“Pensar
alto, sentir hondo, hablar claro” Antonio Machado.
JUICIO LITERARIO
Una singular fisonomía hallamos en “El árbol de la vida” y en “La
sangre de Neruda”, de Camilo Améstica y Daniel Améstica, ambos
participantes en el Concurso Regional de
creación literaria en Homenaje a Pablo Neruda 2004 realizado por la I.
Municipalidad de Quilpué y la Agrupación Literaria Regional. Un eje de unión
subyace en las dos composiciones. Percibimos un paralelismo en el texto e
intratexto. En ambos casos existe una curiosa flexibilidad lingüística y
patetismo ceremonioso, que se traduce en un abanico puramente efectista.
No vemos la savia rica y
pura de la poesía sencilla, la coherencia lógica, la onda del sueño que agita
el espíritu, ni la fuerza de una expresión transmutada que dimana de los
hontanares más recónditos del alma.
La ausencia de figuras literarias, los matices
tenues de sus imágenes y la sobreabundancia de vocablos inoportunos, impiden la
transferencia única y vital de la insondable armonía que todo artista de la
palabra debe manifestar.
La bifurcación temática que generalmente se
observa en la línea ampulosa de un mismo verso, es un simple botón de muestra
del quiebre ideológico-esteticista que impide elevar plena y resueltamente el
valor propio de un buen acierto literario.
El flujo y reflujo lírico
no se logra en la reunión consecutiva de adjetivos áureos, en sus grados
superlativos y nominativos… (“El adjetivo cuando no da vida…mata.” V.
Huidobro), esta práctica tan socorrida por la juventud, solo provoca fisuras en
el verso y desgarran las entrañas del contexto lírico.

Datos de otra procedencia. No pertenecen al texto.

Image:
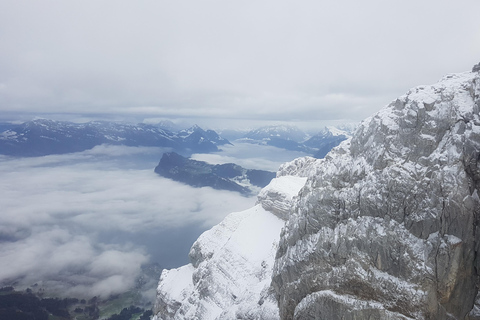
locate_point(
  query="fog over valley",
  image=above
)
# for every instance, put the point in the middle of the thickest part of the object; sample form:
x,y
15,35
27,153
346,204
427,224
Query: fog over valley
x,y
85,223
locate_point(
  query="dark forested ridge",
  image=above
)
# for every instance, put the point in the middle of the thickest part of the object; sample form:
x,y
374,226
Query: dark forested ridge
x,y
16,305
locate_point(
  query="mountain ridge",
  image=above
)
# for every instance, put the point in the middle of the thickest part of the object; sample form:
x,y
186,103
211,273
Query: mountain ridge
x,y
385,227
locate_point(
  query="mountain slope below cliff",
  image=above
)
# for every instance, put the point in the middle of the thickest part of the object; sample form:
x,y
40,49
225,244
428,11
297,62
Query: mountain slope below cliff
x,y
231,265
385,227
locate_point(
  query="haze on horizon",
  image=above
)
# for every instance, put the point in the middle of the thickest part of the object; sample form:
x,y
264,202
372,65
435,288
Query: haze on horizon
x,y
277,61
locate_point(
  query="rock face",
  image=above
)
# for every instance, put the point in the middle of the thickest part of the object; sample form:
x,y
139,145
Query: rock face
x,y
387,227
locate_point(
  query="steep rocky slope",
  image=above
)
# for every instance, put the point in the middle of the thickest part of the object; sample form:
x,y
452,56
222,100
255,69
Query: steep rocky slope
x,y
385,227
231,265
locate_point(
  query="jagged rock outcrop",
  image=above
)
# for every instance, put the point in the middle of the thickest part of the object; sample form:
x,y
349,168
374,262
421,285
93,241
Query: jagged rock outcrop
x,y
387,227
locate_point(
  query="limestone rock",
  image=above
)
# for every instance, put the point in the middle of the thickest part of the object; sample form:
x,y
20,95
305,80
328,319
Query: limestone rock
x,y
387,226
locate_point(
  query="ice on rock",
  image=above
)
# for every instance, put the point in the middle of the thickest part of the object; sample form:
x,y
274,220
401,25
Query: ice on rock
x,y
386,226
231,264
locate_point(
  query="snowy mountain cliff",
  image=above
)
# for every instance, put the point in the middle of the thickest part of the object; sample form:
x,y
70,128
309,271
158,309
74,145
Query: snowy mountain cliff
x,y
386,226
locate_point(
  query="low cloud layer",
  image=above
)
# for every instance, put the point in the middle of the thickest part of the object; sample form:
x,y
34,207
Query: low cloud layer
x,y
84,223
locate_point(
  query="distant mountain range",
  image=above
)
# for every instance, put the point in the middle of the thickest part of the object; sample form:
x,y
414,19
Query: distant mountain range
x,y
44,137
292,138
228,176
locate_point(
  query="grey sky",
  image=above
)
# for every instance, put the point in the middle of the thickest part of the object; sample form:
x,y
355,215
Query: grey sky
x,y
267,60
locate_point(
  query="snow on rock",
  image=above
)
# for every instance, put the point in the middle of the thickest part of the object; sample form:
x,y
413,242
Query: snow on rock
x,y
386,226
231,264
390,216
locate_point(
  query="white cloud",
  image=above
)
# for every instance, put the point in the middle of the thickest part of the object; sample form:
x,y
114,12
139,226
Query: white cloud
x,y
250,156
276,60
82,218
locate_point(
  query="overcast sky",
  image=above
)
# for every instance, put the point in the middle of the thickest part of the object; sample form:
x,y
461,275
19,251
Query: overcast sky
x,y
256,60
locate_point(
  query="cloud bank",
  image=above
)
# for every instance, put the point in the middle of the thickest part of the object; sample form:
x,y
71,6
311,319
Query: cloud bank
x,y
85,223
270,60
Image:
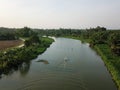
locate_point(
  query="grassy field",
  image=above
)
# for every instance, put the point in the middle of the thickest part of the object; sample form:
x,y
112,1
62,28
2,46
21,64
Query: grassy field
x,y
9,44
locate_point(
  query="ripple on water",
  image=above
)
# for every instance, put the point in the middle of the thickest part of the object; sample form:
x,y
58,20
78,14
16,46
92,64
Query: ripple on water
x,y
55,81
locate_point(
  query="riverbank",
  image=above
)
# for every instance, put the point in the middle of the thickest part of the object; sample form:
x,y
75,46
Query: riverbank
x,y
10,44
12,58
111,60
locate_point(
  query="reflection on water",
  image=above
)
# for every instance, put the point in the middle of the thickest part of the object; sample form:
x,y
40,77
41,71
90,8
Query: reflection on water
x,y
67,65
43,61
24,68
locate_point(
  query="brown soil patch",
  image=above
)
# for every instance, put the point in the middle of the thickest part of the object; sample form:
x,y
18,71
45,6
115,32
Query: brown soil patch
x,y
9,43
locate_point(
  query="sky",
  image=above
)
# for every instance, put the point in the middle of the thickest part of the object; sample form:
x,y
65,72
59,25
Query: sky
x,y
77,14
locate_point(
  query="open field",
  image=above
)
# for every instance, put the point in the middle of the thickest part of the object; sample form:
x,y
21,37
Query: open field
x,y
9,43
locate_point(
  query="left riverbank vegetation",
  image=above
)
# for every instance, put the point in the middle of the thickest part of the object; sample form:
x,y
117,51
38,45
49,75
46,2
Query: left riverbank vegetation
x,y
12,58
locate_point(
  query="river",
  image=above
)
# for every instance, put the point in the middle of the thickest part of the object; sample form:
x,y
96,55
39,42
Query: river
x,y
67,64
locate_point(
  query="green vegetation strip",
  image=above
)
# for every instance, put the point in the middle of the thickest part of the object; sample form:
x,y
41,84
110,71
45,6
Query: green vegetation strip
x,y
12,58
111,60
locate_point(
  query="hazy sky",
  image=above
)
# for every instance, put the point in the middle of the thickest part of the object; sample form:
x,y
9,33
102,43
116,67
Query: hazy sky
x,y
60,13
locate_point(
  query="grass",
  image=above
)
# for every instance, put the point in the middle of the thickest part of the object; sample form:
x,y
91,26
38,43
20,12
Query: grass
x,y
111,60
10,43
13,58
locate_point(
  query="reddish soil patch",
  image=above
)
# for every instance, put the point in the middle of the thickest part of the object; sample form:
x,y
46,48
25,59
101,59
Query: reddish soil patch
x,y
9,43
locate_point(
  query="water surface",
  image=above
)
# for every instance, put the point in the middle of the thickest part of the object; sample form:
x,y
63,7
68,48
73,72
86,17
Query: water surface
x,y
67,64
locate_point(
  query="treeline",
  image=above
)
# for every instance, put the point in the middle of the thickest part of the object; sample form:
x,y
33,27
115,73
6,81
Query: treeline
x,y
13,58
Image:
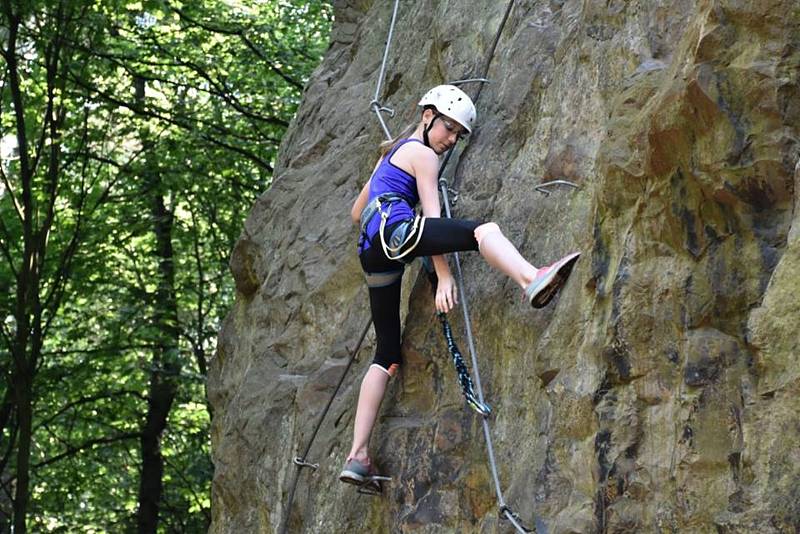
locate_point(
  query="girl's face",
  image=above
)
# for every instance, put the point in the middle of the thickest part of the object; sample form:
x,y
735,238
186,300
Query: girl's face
x,y
445,132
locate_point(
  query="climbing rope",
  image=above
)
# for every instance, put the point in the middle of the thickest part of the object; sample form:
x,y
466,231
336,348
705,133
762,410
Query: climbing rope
x,y
461,368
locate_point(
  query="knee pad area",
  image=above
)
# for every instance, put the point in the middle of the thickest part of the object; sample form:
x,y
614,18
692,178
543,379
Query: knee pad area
x,y
485,229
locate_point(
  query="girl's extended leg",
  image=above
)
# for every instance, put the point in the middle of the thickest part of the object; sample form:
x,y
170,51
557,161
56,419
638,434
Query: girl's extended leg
x,y
369,402
443,235
501,254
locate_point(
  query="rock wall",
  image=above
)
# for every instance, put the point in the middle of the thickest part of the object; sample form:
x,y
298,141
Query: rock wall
x,y
659,393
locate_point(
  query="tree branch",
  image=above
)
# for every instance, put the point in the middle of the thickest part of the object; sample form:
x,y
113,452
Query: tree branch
x,y
86,400
188,127
241,33
90,444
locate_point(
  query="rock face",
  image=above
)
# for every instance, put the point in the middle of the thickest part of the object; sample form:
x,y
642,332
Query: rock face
x,y
659,393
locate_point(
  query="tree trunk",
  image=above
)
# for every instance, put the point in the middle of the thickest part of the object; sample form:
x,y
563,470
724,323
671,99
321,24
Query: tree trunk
x,y
166,365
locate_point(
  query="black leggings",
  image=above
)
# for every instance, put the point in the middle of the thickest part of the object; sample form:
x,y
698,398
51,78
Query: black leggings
x,y
440,236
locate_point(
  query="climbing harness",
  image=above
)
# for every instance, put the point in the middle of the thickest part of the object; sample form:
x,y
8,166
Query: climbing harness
x,y
402,234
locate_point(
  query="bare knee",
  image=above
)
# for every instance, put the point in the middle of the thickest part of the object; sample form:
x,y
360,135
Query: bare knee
x,y
485,229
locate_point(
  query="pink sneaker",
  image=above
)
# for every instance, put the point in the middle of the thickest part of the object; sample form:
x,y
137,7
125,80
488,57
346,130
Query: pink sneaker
x,y
549,280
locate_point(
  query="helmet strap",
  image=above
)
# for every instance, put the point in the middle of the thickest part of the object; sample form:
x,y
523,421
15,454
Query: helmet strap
x,y
427,129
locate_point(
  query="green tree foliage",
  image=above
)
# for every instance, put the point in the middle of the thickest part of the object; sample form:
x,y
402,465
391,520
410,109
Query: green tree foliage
x,y
135,136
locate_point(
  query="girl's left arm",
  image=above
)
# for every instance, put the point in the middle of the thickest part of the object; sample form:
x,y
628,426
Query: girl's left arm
x,y
363,198
426,171
360,203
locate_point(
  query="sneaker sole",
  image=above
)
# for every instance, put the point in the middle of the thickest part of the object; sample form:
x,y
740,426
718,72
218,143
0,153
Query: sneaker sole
x,y
351,477
553,283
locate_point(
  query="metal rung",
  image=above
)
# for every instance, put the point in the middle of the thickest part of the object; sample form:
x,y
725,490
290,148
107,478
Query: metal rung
x,y
542,188
302,463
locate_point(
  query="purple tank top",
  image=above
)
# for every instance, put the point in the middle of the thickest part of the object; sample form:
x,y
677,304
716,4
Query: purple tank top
x,y
388,178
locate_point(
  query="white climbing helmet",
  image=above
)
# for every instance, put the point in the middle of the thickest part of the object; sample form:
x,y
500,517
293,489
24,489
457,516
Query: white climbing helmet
x,y
451,101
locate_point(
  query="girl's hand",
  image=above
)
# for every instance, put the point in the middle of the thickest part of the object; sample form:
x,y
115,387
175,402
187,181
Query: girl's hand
x,y
446,294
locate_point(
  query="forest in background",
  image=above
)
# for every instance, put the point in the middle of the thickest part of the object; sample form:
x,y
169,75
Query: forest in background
x,y
134,137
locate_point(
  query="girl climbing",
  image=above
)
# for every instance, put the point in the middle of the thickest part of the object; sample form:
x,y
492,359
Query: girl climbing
x,y
391,235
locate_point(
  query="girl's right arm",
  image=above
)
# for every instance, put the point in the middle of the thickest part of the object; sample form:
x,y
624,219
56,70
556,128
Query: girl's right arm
x,y
363,198
360,203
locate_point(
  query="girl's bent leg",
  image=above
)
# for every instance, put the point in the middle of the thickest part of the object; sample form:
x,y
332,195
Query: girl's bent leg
x,y
369,402
501,254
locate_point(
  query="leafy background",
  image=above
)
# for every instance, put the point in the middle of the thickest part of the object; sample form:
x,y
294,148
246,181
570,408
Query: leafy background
x,y
135,136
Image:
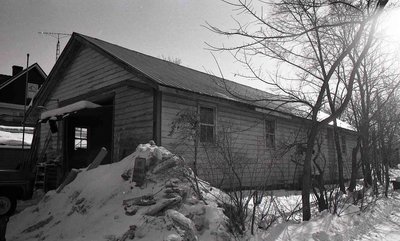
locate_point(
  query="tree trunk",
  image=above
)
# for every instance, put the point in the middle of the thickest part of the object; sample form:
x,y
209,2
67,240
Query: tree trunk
x,y
354,167
339,157
306,187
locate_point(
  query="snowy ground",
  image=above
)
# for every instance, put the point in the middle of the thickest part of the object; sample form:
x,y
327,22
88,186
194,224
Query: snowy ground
x,y
91,208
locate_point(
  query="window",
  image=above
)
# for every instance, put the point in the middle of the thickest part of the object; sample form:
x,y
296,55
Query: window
x,y
344,144
207,125
80,138
270,133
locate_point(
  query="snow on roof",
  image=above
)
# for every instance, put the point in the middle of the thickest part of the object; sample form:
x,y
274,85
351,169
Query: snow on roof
x,y
340,123
80,105
8,138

Los vocablos extraídos
del cofre idiomático podrán deslumbrar a jurados indoctos, más no al lector
culto.
El arte de la escritura
confiere al hombre la oportunidad de transferir con vigor y hondura, la belleza
de sus recónditos sueños. La expresión lingüística traspasa las fronteras de
nuestro ser, en consecuencia, es preciso que el concepto se haga luz y la
palabra alcance en plenitud su profunda y extensa misión.
Reiterando nuestro
concepto expresado en mi libro “Alzo la
Voz” y en mis páginas Web: http://www.geocities.com/poetaossa/ y http:// www.albatrospoesía.tk. “La poesía no es cuestión de palabras, sino
de sentimientos”, debemos adscribir, además, que tales sentimientos se deben
expresar dentro de una equilibrada jerarquía, y, a través, de un hilo
conducente de síntesis, coherencia y esplendor.
El vocablo, elemento
consustancial del alma humana, renovada y desbordante en la expresión cotidiana
debe adquirir en la sobrenatural atmósfera del arte y en los delicados
entretejidos del sentimiento, diáfanos impulsos, elevación conceptual y constante precisión.
El arte de la escritura –
expresión coherente y vital- brota eminentemente desde las vibrantes fibras de
nuestro cosmos interior, de esa interioridad insondable que es fuego y miel.
Y la palabra, aquel
elemento límpido y preciso, trémulo rocío en la angustia, vibrante trompeta en
el júbilo, deberá forjar en unidad esencial- en tonos sugerentes o directos- el
núcleo de una conciencia creadora, el desvelo de la sangre y la frescura del
huerto.
Luis Ossa Gajardo
Crítico Literario.
Ref. Críticas Biblioteca Nacional de Chile.